Alla consegna dell'Arthur Ashe Courage and Humanitarian Award.
Alla consegna dell’Arthur Ashe Courage and Humanitarian Award.

Proprio come avevano fatto i suoi Wolfpack in quella magica stagione fino alla fine lotta e non s’arrende e proprio per la sua testimonianza viene insegnito nel Marzo del ’93 dell’Arthur Ashe Courage and Humanitarian Award, durante la consegna del premio tiene un appassionato e commovente discorso in cui trova anche lo spazio per mandare a quel paese (ovviamente in italiano) il “gobbo” che lo invitava a terminare visto che il tempo a sua disposizione stava per scadere e in cui pronunciò una frase che rimase nelle menti e nei cuori di molti: “Per me ci sono tre cose che noi tutti dovremmo fare ogni giorno. Dovremmo farle ogni giorno della nostra vita! La prima cosa è ridere; si dovrebbe ridere ogni giorno. La seconda è pensare; si dovrebbe trascorrere del tempo a pensare. E la terza è emozionarsi e commuoversi fino alle lacrime; per la felicità o per la gioia. Ma pensateci: se si ride, si pensa e si piange potete dire di aver vissuto un giorno completo. Accidenti che bel giorno!

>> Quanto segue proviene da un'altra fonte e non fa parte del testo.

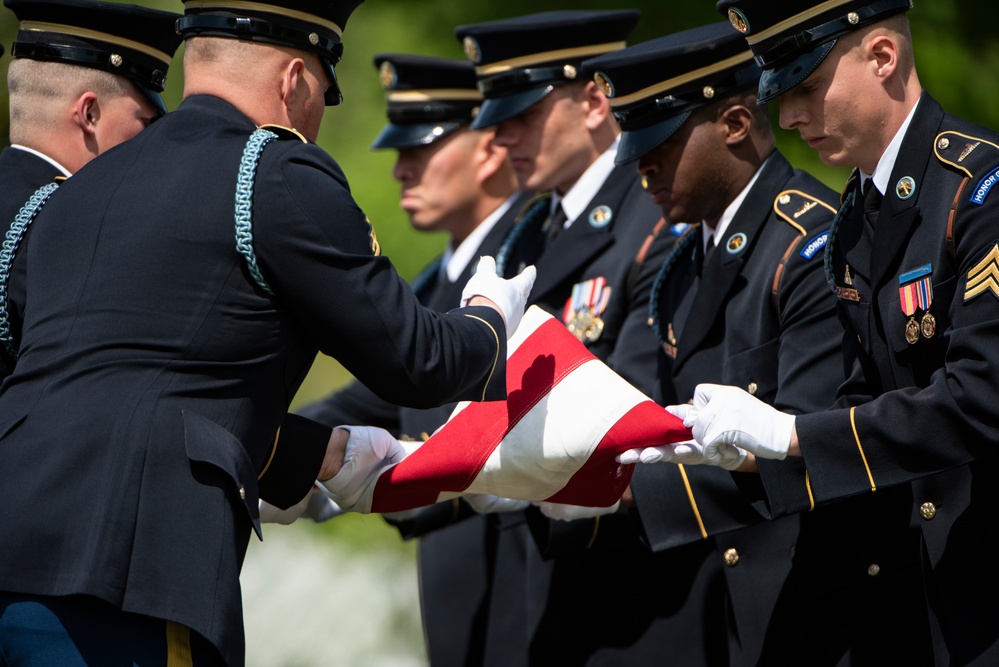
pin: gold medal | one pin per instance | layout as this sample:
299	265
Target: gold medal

E se hai trascorso sette giorni così a settimana, hai ottenuto qualcosa di speciale.” Terminato il discorso, dopo dieci minuti di applausi, invitò tutti a fare una cosa: “don’t give up, don’t ever give up”, confermando anche nei suoi ultimi giorni l’idea che aveva portato avanti per una carriera intera; James Thomas Anthony Valvano morirà il 28 Aprile 1993, lasciando a tutti lo straordinario esempio di un uomo che ha combattuto fino all’ultimo.
Se in questa storia abbiamo dedicato così ampio spazio all’impresa dei Wolfpack del 1983 è perché quella squadra rappresenta alla perfezione, su un campo da basket, ciò che Valvano è stato in vita, un uomo che ha sempre lottato anche quando tutto semprava perduto, un uomo che non ha mollato mai.